How is this happening? It’s a combination of two key players, NLQ and NER. When a user asks a query, the system processes it by using NLP techniques such as tokenization, part-of-speech tagging, lemmatization, etc., to understand the context. It first breaks the query into meaningful components, identifies verbs, nouns, etc., and understands the root forms of words. Then named entity recognition (NER) helps the system make sense of specific categories of words in a sentence, like names, places, dates or numbers.

For instance, if a user asks, “What were the sales in New York last month?” NER would highlight that “New York” is a location and “last month” is a time frame. This is how the system determines the intent of the question. Then, it converts natural language into a structured query that can interact with databases or data sources. The system executes this query and extracts relevant insights from the data source and presents it in a user-friendly format like charts, tables or even conversational responses. This helps all users to create informative reports and make effective decisions—without the help of data scientists.

So far, we have looked at how natural language querying enables users to ask a single question and get an answer, but is that enough to build a self-serve culture in an organization? What if they want to dive deeper into their data and ask ensuing questions as new insights emerge? This is where conversational analytics comes into play.

How Kyvos Uses NLQ to Enhance Self-Serve Analytics

Kyvos, with the help of NLQ, allows users to have a conversation with their data. For instance, after asking “What were the sales in Q2?”, users can ask related questions like “Which products contributed the most to these sales?” It offers business-friendly insights at scale and empowers business users to interact with KPIs more meaningfully and get a complete story from their data, which can help them make data-backed decisions on time.

Here’s how:

Kyvos Dialogs: a chat interface for business users

When users ask questions in natural language, Kyvos Dialogs understands these questions and identifies the most pertinent semantic model to provide relevant answers. In addition, it remembers the context of previously asked questions and generates responses keeping that in mind. Because of this ability, users can backtrack to any previous point in their conversations, perform in-depth analysis, revise queries and explore parallel tracks. Kyvos Dialogs also suggests prompts automatically based on previously asked questions.

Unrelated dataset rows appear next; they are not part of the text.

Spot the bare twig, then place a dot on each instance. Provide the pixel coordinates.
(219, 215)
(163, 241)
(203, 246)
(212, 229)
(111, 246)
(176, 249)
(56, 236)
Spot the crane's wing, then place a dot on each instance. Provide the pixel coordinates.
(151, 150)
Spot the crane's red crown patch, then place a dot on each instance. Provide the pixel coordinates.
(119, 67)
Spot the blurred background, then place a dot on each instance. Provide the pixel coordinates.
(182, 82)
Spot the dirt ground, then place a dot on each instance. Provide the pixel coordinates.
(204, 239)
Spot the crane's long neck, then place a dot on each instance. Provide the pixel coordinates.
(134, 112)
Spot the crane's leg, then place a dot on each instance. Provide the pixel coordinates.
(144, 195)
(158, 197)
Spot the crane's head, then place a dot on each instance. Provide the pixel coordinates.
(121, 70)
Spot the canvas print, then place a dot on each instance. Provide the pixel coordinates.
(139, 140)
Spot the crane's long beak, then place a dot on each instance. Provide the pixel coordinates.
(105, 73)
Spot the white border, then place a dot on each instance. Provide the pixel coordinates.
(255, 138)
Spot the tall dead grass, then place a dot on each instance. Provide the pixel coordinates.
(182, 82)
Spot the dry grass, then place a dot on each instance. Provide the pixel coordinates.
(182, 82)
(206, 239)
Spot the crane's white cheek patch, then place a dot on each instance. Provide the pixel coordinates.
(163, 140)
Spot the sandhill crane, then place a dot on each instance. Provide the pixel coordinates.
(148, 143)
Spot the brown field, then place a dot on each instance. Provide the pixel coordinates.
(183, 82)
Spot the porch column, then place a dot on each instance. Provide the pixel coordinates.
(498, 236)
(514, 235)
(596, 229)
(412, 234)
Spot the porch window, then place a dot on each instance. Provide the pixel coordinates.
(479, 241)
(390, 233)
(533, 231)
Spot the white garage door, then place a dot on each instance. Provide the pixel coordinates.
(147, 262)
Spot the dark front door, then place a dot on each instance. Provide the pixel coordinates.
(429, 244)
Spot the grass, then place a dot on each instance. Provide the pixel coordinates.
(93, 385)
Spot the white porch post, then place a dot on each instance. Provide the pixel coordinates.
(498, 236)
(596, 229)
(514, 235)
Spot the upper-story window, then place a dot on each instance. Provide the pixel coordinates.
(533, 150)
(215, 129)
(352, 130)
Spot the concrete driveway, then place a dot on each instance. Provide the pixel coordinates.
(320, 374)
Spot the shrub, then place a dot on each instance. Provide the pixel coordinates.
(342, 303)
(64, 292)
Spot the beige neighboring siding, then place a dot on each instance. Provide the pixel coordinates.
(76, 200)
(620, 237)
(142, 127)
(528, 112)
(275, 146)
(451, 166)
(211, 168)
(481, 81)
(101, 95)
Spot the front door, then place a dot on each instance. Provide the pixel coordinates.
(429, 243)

Natural language summarization

Imagine how simple a decision-maker’s life would be if they received custom summaries sent directly to them via email. Kyvos Dialogs scans the complete data, identifies issues or patterns and generates summaries. It eliminates the need to sift through multiple dashboards manually.

Text-to-insight

Kyvos also offers a copilot that acts as a KPI designer assistant for simplifying the process of generating metrics. With this capability, data teams can explain which KPI they need and Kyvos Copilot will convert it into MDX or SQL formulas and calculations. This way, users get insights themselves without any need to learn query languages or manual query writing. Once these expressions are created, users can leverage Kyvos’ query playground to query their data and get insights in the form of visualizations like charts, tables and more. It’s perfect for power users who need insights without having to write complex queries.

Final Thoughts

Organizations today are well aware that scaling analytics capabilities across the enterprise can boost productivity, making every employee focus on strategic tasks with faster access to insights. Kyvos, with the help of NLQ, can strengthen the data democratization culture by making data accessible to all users and enabling them to focus on high-impact tasks, all while enhancing collaboration and agility across the business.